Моберли обмяк. Он придвинул кресло и рухнул в него. Когда он начал говорить, на глазах у него за стеклами очков выступили слезы.
– Кейт, кто-то вломился в лабораторию в тот же вечер, когда… в тот же вечер. Они устроили погром в биолаборатории, сорвали печати, сожгли бумаги, разбили компьютеры, украли дискеты…
Кейт продолжала слушать. Только из-за оборудования и программ он не стал бы плакать.
– Чандра… – Его голос прервался.
– Они убили ее, – сказала Кейт. Это не было вопросом.
Моберли кивнул и снял очки.
– ФБР… Ох, Кейт, простите ради бога. Врач и психолог сказали, что вам пока не нужно об этом говорить, а…
– Кого еще? – спросила Кейт, положив ладонь на его руку.
Моберли судорожно вздохнул.
– Чарли Тейта. Они со Сьюзен еще работали, когда налетчики проникли туда, миновав охрану.
– Что с культурами вируса Д? С образцами крови Джошуа? – спросила Кейт, поморщившись от боли, которую ей по-прежнему причинял звук «дж».
– Уничтожены, – ответил Моберли. – ФБР считает, что их спустили в канализацию еще до поджога.
– А клонированные копии? – Глаза Кейт закрылись, и она увидела Сьюзен Маккей Чандру, склонившуюся над окуляром электронного микроскопа, и Чарли Тейта, со смехом рассказывающего что-то у нее за спиной. – Они добрались до клонированных копий в лаборатории шестого класса?
– Пропало все, – ответил Моберли. – Ни у кого и мысли не было отсылать куда-то культуры на этом этапе.
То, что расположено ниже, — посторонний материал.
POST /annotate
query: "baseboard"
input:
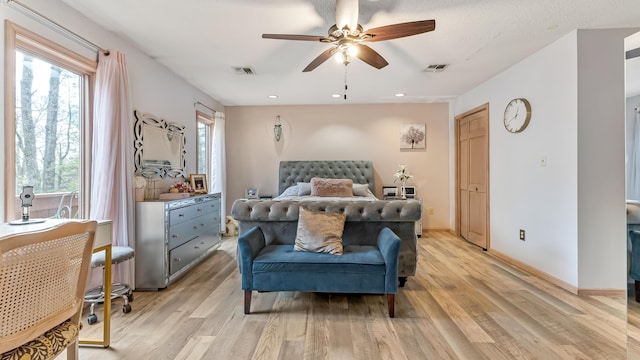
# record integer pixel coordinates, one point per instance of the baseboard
(616, 293)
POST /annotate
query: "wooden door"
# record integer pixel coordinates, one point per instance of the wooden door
(472, 211)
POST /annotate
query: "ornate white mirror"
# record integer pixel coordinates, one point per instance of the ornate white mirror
(159, 147)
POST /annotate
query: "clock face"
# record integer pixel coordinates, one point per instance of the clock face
(517, 115)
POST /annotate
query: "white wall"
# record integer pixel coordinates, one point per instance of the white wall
(631, 104)
(154, 88)
(601, 169)
(540, 200)
(572, 209)
(341, 132)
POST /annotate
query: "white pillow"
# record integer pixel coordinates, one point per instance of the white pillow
(304, 189)
(290, 191)
(360, 189)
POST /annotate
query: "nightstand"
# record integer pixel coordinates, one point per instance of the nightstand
(419, 222)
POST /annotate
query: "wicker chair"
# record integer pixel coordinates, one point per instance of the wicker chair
(43, 275)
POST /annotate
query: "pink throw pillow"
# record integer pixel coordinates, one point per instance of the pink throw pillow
(331, 187)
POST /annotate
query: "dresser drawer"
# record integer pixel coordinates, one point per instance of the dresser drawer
(185, 231)
(179, 215)
(184, 254)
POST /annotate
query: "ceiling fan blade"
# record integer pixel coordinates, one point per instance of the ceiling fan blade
(400, 30)
(347, 14)
(371, 57)
(293, 37)
(320, 59)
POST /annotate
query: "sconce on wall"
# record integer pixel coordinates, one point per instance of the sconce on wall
(277, 129)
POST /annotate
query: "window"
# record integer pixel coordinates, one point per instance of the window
(204, 132)
(47, 128)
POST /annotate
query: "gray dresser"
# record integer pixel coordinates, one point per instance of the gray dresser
(172, 236)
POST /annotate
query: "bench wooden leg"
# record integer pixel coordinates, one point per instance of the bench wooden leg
(247, 301)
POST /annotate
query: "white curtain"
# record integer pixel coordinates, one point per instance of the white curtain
(633, 187)
(112, 163)
(218, 164)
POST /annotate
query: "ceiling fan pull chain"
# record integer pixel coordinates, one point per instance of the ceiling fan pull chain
(345, 81)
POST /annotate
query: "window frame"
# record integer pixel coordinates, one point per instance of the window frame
(209, 121)
(18, 37)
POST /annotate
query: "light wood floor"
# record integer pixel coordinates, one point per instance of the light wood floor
(462, 304)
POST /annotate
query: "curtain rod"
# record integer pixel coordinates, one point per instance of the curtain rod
(203, 105)
(41, 17)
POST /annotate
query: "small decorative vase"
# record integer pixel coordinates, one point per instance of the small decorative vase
(139, 194)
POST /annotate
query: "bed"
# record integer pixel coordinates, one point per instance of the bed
(292, 174)
(366, 214)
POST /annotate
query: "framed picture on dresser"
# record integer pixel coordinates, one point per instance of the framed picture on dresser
(199, 183)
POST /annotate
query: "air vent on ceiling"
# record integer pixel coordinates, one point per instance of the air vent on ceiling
(436, 68)
(243, 70)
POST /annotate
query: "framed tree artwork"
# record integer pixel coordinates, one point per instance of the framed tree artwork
(413, 136)
(199, 183)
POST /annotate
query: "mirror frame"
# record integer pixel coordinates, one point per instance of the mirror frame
(157, 170)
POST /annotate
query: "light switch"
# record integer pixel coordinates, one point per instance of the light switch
(543, 161)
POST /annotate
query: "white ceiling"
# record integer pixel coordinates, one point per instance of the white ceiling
(201, 40)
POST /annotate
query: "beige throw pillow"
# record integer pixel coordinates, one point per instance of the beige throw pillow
(331, 187)
(320, 232)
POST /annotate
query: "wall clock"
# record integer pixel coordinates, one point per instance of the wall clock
(517, 115)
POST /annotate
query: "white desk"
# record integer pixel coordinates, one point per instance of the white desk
(101, 242)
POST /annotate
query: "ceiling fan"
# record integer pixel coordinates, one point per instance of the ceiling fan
(348, 36)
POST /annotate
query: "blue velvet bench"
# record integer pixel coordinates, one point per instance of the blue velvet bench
(369, 265)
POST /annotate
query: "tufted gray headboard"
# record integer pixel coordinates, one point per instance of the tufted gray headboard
(292, 172)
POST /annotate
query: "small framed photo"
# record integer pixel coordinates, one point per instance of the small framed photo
(199, 183)
(252, 193)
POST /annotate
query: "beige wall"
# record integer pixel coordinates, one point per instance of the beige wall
(341, 132)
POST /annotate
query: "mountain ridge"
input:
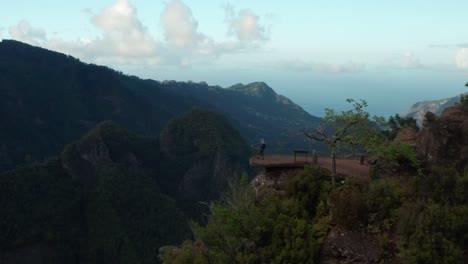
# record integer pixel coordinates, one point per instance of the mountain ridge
(48, 99)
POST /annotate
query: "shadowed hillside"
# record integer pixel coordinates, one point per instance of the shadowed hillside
(48, 99)
(114, 196)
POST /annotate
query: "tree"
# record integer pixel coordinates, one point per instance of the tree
(337, 128)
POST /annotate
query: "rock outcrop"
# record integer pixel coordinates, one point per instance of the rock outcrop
(347, 246)
(444, 140)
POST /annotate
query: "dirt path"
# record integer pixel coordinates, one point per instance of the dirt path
(345, 167)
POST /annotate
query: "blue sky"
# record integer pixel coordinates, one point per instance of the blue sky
(318, 53)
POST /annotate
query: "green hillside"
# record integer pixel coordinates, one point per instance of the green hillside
(113, 196)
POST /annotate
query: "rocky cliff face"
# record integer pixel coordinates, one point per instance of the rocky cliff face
(444, 140)
(418, 110)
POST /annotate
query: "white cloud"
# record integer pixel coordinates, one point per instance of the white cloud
(122, 32)
(180, 27)
(461, 58)
(245, 25)
(311, 66)
(409, 61)
(124, 39)
(24, 32)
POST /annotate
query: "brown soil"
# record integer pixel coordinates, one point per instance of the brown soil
(346, 167)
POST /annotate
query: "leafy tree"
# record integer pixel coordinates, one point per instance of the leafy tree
(337, 128)
(245, 228)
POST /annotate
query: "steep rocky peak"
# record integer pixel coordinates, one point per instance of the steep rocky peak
(444, 140)
(259, 89)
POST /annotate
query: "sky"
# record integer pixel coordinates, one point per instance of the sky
(316, 52)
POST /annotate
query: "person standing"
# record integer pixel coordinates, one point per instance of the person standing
(262, 149)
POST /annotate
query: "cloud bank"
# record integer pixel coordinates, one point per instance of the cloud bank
(298, 65)
(244, 25)
(461, 58)
(124, 39)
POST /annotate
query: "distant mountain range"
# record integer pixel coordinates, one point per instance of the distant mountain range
(418, 110)
(116, 197)
(48, 99)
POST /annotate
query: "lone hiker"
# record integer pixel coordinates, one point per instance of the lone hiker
(262, 148)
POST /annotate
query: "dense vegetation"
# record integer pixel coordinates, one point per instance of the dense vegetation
(247, 229)
(414, 219)
(114, 196)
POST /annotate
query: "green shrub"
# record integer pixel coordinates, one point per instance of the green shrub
(427, 234)
(350, 208)
(384, 196)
Если бы я только… – Он умолк и коснулся кончиками пальцев здоровой руки Кейт. – Простите, Кейт. Вам и так пришлось столько пережить, а от всего этого вам станет еще хуже. Постарайтесь ни о чем не думать и выздоравливайте. ФБР найдет этих людей… кто бы они ни были, ФБР их разыщет…
– Нет, – прошептала она.
– Вы о чем? – Моберли придвинул к кровати кресло, ножки которого проскрежетали по кафельному полу. – О чем вы, Кейт?
Но она закрыла глаза и сделала вид, что впала в беспамятство. Пришли и ушли сотрудники ФБР, заглянули два врача, человек десять друзей и сослуживцев навестили Кейт и сидели у нее, пока всех не выгнала рыжая медсестра. И лишь отец О’Рурк оставался в палате, когда последние лучи сентябрьского солнца окрасили оранжевым цветом восточную стену. Кейт открыла глаза и посмотрела на священника. Он стоял возле окна, опершись на радиатор, и, казалось, был погружен в размышления. Низкие лучи предзакатного солнца проходили вдоль каньона и падали на западное крыло больницы. Еще не было семи, но в больнице стояла тишина воскресного вечера.
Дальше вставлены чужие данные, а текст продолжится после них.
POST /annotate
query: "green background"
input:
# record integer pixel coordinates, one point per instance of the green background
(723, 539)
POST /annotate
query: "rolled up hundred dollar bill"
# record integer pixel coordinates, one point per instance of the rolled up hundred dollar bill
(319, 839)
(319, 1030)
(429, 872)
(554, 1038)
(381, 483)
– Мистер О’Рурк, – окликнула Кейт.
Священник отошел от окна и сел в кресло рядом с кроватью.
– Вы сделаете для меня кое-что? – шепотом спросила Кейт.
– Да.
– Помогите мне найти тех, кто убил Тома и Джули…
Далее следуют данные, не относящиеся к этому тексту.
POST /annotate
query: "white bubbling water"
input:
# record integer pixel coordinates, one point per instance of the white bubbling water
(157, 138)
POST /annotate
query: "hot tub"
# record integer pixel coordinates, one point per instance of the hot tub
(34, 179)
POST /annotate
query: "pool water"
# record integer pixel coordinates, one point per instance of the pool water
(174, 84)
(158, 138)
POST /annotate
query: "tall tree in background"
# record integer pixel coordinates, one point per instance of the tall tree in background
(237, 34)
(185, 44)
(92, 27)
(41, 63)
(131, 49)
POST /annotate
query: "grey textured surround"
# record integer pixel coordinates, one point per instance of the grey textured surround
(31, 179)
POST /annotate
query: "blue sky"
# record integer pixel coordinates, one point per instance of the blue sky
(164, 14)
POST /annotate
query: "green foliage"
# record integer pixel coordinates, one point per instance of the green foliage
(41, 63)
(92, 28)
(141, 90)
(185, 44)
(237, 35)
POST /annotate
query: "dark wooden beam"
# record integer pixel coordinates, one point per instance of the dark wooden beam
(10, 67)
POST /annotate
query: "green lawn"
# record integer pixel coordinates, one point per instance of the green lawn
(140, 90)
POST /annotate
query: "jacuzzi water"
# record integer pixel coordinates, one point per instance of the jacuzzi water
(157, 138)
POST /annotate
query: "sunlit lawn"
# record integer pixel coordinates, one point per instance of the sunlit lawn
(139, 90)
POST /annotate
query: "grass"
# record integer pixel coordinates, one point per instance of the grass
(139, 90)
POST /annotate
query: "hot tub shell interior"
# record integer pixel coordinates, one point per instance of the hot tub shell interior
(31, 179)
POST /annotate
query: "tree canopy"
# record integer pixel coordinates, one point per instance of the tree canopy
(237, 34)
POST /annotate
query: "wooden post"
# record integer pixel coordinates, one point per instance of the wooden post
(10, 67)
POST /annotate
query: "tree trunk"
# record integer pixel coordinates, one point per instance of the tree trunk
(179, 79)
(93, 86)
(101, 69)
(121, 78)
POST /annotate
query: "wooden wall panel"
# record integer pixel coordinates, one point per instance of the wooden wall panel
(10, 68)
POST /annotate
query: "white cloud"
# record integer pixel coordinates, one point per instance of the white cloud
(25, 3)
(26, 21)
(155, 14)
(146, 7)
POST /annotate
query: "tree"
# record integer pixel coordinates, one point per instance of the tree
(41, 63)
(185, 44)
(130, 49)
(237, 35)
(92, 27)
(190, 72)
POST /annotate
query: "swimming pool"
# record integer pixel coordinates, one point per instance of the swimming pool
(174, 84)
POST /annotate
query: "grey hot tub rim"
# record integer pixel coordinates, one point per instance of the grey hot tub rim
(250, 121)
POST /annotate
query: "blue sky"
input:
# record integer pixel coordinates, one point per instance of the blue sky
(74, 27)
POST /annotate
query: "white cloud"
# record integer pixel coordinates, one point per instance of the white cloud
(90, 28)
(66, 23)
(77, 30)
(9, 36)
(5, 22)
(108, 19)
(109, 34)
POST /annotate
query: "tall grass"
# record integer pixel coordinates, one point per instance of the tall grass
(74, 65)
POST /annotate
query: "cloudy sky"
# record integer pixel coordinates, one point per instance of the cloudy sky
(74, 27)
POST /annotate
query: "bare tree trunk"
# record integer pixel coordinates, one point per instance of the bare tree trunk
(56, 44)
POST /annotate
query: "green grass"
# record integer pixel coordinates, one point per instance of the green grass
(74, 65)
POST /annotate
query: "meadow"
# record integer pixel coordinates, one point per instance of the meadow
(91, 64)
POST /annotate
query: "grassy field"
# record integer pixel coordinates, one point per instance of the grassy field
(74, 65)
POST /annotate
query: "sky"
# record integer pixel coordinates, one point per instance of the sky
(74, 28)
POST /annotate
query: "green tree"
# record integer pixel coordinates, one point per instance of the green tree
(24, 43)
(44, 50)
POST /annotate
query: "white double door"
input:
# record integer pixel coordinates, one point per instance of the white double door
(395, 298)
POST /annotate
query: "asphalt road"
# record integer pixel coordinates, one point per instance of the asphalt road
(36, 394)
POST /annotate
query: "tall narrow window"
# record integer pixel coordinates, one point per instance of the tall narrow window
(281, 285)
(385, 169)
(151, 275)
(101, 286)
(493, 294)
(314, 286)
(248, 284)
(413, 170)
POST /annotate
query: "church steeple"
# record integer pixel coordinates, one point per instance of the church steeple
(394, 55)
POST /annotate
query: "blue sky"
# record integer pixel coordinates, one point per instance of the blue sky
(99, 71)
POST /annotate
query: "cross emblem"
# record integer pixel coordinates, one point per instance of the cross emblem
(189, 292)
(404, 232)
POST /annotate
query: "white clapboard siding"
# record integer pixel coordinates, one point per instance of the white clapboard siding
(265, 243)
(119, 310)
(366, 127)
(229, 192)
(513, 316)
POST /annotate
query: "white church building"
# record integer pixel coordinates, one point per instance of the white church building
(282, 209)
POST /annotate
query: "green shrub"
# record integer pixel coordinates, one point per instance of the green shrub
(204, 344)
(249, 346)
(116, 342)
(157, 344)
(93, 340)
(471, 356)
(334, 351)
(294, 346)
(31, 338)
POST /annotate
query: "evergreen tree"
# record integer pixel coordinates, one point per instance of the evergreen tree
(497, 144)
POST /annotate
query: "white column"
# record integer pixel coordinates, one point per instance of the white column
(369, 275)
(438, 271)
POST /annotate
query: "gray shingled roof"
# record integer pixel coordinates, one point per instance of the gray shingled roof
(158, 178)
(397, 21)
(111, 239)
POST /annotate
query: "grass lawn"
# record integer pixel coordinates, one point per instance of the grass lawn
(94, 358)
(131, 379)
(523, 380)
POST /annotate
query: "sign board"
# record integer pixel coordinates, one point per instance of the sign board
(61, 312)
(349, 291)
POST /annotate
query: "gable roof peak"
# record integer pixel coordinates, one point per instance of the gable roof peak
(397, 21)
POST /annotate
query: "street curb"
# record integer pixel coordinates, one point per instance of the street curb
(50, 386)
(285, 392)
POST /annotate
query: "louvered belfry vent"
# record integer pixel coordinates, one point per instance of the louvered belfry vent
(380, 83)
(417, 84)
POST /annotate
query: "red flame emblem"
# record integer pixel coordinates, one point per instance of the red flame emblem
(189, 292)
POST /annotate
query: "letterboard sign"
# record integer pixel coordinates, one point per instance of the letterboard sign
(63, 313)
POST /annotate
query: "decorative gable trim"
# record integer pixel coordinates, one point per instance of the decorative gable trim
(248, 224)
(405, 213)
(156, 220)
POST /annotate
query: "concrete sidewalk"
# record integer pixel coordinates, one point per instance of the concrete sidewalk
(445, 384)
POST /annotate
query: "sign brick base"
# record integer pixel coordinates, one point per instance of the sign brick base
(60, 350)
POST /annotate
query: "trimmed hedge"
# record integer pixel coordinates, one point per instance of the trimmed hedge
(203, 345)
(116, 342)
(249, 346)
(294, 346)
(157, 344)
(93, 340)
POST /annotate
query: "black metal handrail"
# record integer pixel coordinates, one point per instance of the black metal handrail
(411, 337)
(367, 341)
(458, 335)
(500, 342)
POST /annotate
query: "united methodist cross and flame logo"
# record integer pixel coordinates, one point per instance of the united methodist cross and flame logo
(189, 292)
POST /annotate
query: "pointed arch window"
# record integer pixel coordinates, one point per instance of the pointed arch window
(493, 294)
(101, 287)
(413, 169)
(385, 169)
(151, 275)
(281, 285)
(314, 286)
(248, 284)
Почерневшие тела, отслаивающаяся чешуйками плоть, напоминающая поверхность обугленного бревна. Их тела от огня съежились, стали меньше. Ломкие руки, застывшие в боксерском жесте. Сверкание зубов в безгубой улыбке.
– Да, – сказал О’Рурк.
– Но не только, – прошептала Кейт, хватая его здоровой рукой за рукав свитера. – Помогите мне найти Джошуа.
Она почувствовала его колебания.
– Нет, – сказала она уже не шепотом, но не срываясь на истерические нотки. – Сгоревший ребенок не Джош… слишком большой. Поверьте. Поможете найти?
Священник раздумывал лишь несколько секунд, затем пожал ее руку.
– Да, – ответил он. А потом, когда солнечный свет внезапно пропал на восточной стене и за окном сразу стемнело, добавил: – Да, помогу.